Dr. Benjamin’s research focuses on improving the rates of lung cancer screening. Currently, there is interest in “centralizing” lung cancer screening into self-contained programs or one-stop shops, with dedicated support staff and clinical personnel to coordinate shared decision-making, scheduling imaging, and arranging appropriate follow-up care. However, it is poorly understood how these centralized programs compare to “decentralized” screening that is coordinated by primary care physicians directly with their patients. Dr. Benjamin seeks to utilize nationwide longitudinal data from multiple lung cancer screening programs from the Veterans Affairs Healthcare System to evaluate and compare the performance of centralized versus decentralized screening programs, with particular focus on highlighting their effectiveness within various racial and income groups.
Comparative Effectiveness of Lung Cancer Screening Strategies
Pierre Massion Young Investigator Award for Early Detection Research
Lawrence Benjamin, MD
University of California Los Angeles
Los Angeles
CA
Lung cancer is the leading cause of cancer-related death. Those at high risk for developing lung cancer from smoking are recommended to undergo screening for lung cancer yearly. However, despite this recommendation for nearly a decade, few who are eligible get screened, and even fewer follow up after their first screening. Lung cancer screening programs should investigate the effectiveness of their organizational structure and how well it serves their patients. The proposed study seeks to study the impact of a lung cancer screening programs organizational structure on its performance amongst various demographic groups using data from the Veterans Affairs Healthcare System.

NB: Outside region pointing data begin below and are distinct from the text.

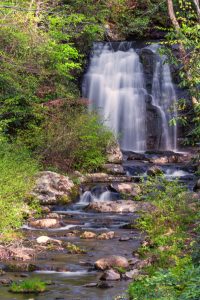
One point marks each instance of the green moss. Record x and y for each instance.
(74, 249)
(34, 285)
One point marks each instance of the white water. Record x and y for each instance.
(87, 197)
(115, 86)
(164, 98)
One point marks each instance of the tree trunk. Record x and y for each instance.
(197, 5)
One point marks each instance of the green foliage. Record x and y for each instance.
(168, 242)
(180, 282)
(73, 138)
(34, 285)
(189, 65)
(17, 171)
(74, 249)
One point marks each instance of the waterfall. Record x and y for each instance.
(164, 98)
(115, 85)
(116, 88)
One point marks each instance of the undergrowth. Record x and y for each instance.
(171, 237)
(16, 179)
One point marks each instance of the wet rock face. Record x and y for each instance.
(104, 177)
(110, 275)
(111, 262)
(120, 206)
(114, 154)
(88, 235)
(52, 188)
(154, 125)
(197, 186)
(45, 223)
(129, 188)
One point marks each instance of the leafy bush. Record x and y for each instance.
(17, 171)
(33, 285)
(73, 138)
(176, 283)
(172, 274)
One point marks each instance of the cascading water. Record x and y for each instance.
(115, 85)
(164, 98)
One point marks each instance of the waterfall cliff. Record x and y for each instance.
(126, 94)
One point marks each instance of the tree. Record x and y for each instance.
(183, 52)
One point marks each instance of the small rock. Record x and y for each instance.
(46, 240)
(154, 171)
(104, 285)
(23, 275)
(111, 261)
(124, 238)
(197, 186)
(5, 281)
(88, 235)
(132, 274)
(53, 216)
(45, 223)
(110, 275)
(106, 235)
(92, 284)
(114, 154)
(134, 261)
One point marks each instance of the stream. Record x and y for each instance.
(71, 272)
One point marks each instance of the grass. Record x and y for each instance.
(16, 179)
(173, 275)
(34, 285)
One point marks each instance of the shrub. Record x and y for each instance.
(34, 285)
(17, 171)
(173, 275)
(73, 138)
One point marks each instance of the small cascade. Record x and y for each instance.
(86, 198)
(118, 86)
(95, 194)
(164, 98)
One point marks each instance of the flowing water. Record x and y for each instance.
(115, 85)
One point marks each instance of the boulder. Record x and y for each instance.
(16, 253)
(114, 154)
(129, 188)
(52, 187)
(120, 206)
(88, 235)
(154, 171)
(114, 169)
(132, 274)
(106, 235)
(47, 240)
(45, 223)
(111, 261)
(110, 275)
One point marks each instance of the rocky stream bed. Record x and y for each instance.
(83, 247)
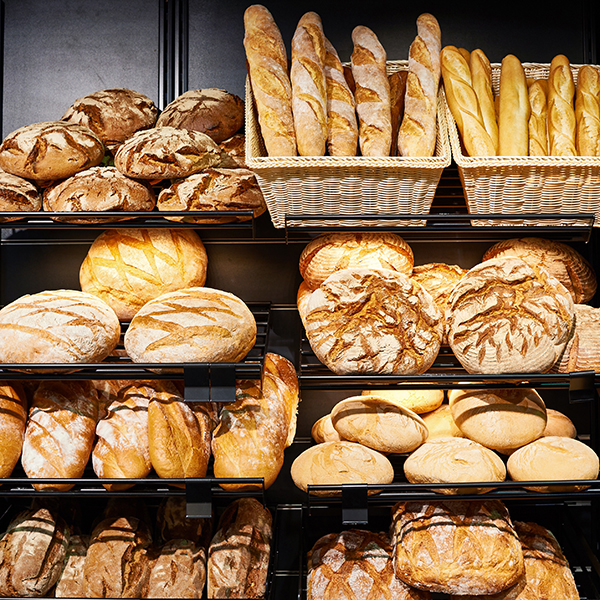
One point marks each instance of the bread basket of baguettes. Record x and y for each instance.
(546, 137)
(322, 149)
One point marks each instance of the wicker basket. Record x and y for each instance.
(527, 184)
(318, 187)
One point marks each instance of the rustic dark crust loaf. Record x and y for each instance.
(239, 553)
(214, 189)
(50, 150)
(356, 565)
(98, 189)
(456, 547)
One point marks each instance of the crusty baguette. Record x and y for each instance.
(309, 90)
(561, 113)
(587, 111)
(268, 70)
(372, 93)
(463, 103)
(514, 110)
(342, 138)
(538, 100)
(481, 76)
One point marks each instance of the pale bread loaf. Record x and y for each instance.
(58, 326)
(331, 252)
(501, 419)
(454, 460)
(129, 267)
(506, 316)
(195, 324)
(50, 150)
(337, 463)
(560, 260)
(113, 115)
(373, 321)
(267, 63)
(372, 93)
(456, 547)
(553, 458)
(378, 423)
(60, 432)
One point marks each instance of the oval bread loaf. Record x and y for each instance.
(191, 325)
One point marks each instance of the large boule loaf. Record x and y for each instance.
(336, 463)
(554, 458)
(195, 324)
(129, 267)
(98, 189)
(560, 260)
(50, 150)
(505, 316)
(373, 321)
(58, 326)
(378, 423)
(501, 419)
(454, 460)
(331, 252)
(113, 115)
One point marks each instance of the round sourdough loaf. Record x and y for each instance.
(506, 316)
(98, 189)
(373, 321)
(214, 189)
(58, 326)
(215, 112)
(50, 150)
(378, 423)
(553, 458)
(129, 267)
(560, 260)
(501, 419)
(166, 153)
(195, 324)
(336, 463)
(331, 252)
(113, 115)
(454, 460)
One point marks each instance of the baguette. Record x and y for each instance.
(268, 71)
(372, 93)
(417, 133)
(561, 113)
(514, 110)
(464, 104)
(538, 135)
(587, 111)
(309, 90)
(342, 138)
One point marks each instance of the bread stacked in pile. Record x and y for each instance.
(126, 553)
(319, 106)
(112, 151)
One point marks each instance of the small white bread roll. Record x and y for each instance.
(454, 460)
(553, 458)
(381, 424)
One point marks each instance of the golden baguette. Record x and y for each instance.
(463, 103)
(561, 113)
(514, 110)
(587, 111)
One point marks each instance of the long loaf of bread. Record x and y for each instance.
(268, 70)
(561, 113)
(464, 104)
(372, 93)
(417, 133)
(587, 111)
(309, 90)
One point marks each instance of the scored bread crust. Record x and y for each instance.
(506, 316)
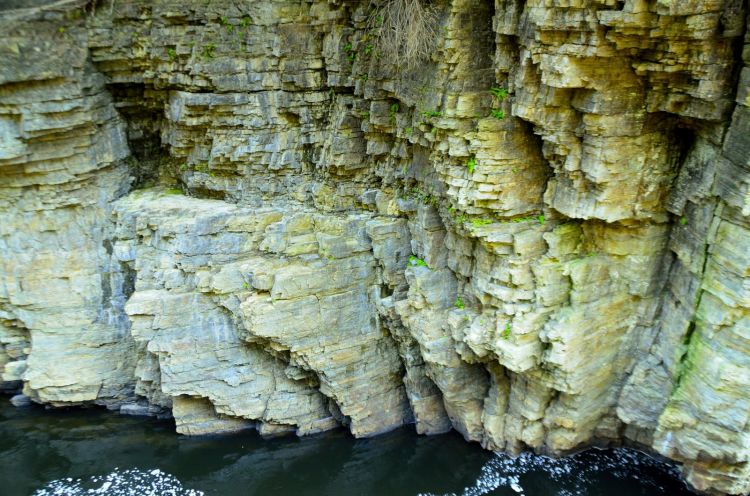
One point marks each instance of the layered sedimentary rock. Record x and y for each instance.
(245, 215)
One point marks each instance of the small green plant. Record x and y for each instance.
(480, 222)
(497, 114)
(499, 93)
(417, 262)
(506, 331)
(208, 51)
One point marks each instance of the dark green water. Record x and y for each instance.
(78, 452)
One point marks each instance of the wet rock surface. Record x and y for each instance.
(245, 216)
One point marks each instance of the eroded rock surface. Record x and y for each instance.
(244, 215)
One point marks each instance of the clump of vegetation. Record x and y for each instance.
(497, 114)
(417, 262)
(481, 222)
(499, 93)
(406, 31)
(208, 51)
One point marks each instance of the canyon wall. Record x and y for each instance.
(251, 214)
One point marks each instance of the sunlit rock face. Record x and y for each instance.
(245, 215)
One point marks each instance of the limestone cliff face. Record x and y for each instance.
(246, 215)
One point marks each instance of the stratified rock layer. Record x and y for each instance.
(243, 215)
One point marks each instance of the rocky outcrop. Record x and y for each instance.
(244, 215)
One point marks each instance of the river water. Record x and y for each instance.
(76, 452)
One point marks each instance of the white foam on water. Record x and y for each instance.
(504, 470)
(132, 482)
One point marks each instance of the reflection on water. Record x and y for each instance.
(95, 452)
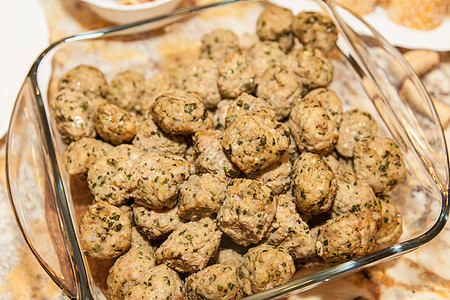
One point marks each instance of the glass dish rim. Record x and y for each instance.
(83, 290)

Lung cancer is the leading cause of cancer-related mortality. Lung Cancer Screening (LCS) with an annual low-dose computed tomography (LDCT) scan has been recommended by the United States Preventive Services Task Force (USPSTF) since 2013, but uptake and adherence has been quite poor, estimating less than 20% of those eligible get screened. Additionally, there is a lack of consensus or high quality data to compare implementation strategies for lung cancer screening programs, and how these perform at reaching patients from different demographic backgrounds. Recently, there has been increasing interest in “centralizing” lung cancer screening into self-contained programs, with dedicated support staff and clinical personnel to coordinate shared decision making, scheduling of imaging, and arranging appropriate follow up. It is poorly understood how these centralized programs may compare at scale to “decentralized” screening that is coordinated by Primary Care Physicians directly with their outpatients. The proposed study seeks to utilize nationwide longitudinal data from multiple lung cancer screening programs from the Veterans Affairs Healthcare System to evaluate the comparative performance of centralized versus decentralized screening programs, and specifically highlighting their performance amongst various racial and income groups.